Annotations are like meta-tags that you can add to your code and apply them to package declarations, type declarations, constructors, methods, fields, parameters, and variables. As a result, you will have helpful ways to indicate whether your methods are dependent on other methods, whether they are incomplete, whether your classes have references to other classes, and so on.

Annotation-based development relieves Java developers from the pain of cumbersome configuration. Annotation-based development lets us avoid writing boilerplate code under many circumstances by enabling tools to generate it from annotations in the source code. This leads to a declarative programming style where the programmer says what should be done and tools emit the code to do it.

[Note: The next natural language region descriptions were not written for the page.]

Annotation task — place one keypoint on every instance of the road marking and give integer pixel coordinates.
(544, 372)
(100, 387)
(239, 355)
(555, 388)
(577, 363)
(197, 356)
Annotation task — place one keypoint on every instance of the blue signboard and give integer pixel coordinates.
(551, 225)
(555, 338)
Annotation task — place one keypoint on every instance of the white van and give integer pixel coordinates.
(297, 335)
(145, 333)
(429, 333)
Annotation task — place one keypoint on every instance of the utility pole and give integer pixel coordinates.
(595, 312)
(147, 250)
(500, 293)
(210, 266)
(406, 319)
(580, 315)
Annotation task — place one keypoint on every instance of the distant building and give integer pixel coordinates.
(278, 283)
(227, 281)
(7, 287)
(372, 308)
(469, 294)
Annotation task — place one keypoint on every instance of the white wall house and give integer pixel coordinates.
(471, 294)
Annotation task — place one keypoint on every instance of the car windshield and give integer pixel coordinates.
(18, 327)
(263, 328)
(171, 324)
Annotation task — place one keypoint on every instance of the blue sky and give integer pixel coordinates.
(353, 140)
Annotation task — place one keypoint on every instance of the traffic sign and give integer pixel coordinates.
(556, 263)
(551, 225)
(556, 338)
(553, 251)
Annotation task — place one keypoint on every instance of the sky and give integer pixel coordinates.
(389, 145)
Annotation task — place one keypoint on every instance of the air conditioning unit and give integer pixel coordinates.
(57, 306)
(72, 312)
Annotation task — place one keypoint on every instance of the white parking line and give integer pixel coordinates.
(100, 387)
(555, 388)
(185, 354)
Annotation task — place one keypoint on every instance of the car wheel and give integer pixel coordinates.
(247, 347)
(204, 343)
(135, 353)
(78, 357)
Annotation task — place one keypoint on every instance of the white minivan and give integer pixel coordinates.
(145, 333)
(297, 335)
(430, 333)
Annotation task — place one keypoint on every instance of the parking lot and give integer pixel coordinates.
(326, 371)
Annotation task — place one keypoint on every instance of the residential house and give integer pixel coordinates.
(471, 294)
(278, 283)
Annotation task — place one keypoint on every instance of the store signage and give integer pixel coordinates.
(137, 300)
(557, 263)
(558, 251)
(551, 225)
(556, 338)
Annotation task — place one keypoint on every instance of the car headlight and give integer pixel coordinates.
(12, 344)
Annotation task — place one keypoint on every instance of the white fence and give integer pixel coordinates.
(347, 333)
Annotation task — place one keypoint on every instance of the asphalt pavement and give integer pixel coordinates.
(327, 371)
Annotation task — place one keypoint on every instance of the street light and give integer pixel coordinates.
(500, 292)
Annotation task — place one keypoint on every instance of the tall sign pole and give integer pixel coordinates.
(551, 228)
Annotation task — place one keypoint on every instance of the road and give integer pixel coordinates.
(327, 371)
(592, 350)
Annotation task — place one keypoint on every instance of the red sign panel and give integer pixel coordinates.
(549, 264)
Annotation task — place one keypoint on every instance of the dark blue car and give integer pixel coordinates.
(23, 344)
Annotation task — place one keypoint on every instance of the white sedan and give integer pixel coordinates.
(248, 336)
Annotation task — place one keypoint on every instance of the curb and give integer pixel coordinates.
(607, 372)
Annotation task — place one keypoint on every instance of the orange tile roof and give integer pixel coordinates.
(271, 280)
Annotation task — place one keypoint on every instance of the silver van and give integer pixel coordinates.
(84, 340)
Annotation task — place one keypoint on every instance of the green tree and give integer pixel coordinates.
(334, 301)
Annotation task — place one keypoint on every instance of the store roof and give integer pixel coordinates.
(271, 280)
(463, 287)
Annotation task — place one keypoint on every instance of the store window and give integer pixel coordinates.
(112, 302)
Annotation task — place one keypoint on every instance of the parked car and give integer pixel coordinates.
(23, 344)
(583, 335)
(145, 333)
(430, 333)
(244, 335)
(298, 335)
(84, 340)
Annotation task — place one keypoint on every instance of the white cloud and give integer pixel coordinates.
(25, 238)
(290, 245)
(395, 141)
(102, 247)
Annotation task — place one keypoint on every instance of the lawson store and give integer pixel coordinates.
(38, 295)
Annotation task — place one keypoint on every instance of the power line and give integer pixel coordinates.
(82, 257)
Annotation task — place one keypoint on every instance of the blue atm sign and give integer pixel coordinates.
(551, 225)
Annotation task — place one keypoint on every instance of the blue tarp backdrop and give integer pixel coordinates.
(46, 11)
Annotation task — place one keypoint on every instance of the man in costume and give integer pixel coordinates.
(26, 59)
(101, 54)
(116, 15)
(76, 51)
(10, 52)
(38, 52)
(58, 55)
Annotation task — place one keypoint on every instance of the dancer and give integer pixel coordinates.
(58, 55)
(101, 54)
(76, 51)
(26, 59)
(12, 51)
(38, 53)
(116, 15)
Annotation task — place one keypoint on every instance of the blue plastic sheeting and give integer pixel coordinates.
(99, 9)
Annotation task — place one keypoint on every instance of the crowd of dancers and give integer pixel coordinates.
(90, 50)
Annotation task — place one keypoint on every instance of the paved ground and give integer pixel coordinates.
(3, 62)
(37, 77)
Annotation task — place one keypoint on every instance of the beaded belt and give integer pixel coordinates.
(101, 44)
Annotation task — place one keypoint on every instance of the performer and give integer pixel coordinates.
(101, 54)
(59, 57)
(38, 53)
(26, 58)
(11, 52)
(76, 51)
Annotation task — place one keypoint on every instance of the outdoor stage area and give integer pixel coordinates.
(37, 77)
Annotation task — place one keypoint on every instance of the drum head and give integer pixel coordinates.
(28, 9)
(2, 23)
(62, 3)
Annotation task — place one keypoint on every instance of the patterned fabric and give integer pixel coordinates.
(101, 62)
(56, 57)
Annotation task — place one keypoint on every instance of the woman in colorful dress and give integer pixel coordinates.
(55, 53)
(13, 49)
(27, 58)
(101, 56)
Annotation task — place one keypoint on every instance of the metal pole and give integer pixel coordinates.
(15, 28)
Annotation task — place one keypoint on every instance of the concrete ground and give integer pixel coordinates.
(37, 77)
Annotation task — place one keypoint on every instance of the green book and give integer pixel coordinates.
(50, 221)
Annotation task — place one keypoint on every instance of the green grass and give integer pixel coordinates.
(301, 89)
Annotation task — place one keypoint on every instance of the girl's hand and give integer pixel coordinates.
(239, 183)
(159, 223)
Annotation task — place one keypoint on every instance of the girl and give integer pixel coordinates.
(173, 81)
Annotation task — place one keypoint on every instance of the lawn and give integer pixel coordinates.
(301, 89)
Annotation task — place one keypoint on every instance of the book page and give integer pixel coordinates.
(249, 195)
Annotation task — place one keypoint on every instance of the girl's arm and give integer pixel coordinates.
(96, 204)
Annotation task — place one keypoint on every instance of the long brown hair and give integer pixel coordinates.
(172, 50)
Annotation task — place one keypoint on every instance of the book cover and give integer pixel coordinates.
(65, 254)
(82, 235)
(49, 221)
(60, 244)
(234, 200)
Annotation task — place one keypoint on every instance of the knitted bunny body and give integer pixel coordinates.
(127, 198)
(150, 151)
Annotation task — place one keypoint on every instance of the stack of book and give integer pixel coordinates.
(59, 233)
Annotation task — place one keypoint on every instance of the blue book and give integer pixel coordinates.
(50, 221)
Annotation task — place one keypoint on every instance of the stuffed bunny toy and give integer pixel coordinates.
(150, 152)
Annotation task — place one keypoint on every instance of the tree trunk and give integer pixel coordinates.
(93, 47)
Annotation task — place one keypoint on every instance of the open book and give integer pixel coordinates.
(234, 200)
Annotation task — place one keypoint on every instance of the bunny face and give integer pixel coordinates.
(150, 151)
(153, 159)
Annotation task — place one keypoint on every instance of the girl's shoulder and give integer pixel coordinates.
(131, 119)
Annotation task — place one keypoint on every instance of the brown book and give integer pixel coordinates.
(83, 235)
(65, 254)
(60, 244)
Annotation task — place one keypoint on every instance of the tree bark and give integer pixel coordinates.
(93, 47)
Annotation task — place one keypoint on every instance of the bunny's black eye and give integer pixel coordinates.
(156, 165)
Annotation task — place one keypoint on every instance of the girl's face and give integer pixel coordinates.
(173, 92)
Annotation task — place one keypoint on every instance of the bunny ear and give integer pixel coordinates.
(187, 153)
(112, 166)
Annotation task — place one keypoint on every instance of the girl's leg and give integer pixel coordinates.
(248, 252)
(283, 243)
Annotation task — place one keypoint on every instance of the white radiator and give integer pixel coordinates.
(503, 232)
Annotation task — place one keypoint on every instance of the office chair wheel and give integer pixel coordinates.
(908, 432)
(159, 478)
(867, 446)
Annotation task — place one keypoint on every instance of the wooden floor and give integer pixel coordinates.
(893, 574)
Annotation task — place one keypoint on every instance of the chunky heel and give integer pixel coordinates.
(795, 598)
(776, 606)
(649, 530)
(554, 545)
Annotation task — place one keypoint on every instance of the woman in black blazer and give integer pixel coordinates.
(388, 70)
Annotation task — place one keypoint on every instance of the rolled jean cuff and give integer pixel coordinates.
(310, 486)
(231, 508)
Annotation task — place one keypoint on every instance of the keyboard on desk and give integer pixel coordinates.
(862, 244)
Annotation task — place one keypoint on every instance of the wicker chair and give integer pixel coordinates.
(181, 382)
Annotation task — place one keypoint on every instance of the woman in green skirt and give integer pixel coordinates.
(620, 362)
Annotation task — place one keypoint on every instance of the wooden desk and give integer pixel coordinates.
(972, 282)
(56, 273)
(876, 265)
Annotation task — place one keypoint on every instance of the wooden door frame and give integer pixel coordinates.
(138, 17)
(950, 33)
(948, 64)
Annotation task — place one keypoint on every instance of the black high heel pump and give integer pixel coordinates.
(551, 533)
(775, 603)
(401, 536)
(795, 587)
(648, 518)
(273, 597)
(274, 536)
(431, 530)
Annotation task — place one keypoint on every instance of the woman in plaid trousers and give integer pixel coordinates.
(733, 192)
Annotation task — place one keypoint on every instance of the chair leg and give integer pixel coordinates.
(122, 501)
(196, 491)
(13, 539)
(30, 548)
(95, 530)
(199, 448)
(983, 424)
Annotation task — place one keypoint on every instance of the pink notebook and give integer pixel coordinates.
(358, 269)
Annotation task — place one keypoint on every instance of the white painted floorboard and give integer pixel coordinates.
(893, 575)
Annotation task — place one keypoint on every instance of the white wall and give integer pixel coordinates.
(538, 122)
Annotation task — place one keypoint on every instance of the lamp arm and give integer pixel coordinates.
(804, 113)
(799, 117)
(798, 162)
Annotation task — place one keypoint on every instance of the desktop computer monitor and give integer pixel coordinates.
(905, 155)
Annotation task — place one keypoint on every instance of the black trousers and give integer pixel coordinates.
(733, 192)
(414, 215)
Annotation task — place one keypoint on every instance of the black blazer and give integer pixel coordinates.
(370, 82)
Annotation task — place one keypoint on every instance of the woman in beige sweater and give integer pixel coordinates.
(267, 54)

Looking at our ShoppingServiceTest class we have a number of methods. The first is the setUp method. This method has a JUnit4 annotation defined above it called @Before. This method gets called before any test methods. It is used to initialize any global variables used within the test methods.

The following test methods are defined in our class:
  • empty() - Empty a basket and check whether or not the basket has any items
  • addItem() - Add an Item to the Basket then check whether or not the Item was added
  • removeItem() - Remove an item from the basket then check whether or not the Item was removed
  • findItems() - Lookup a list of all the items and compare the number of items retrieved with the actual number of items


Running the test
We will run our tests within Eclipse to do this right click on our test class ShoppingServiceTest.java -> Run as -> JUnit test.

JUnit should run and you should be able to see the results of your test in the JUnit View tab.
That is all on JUnit testing for now. I would strongly encourage you to write other tests and run them to really get comfortable with this framework. Until the next tutorial, happy testing!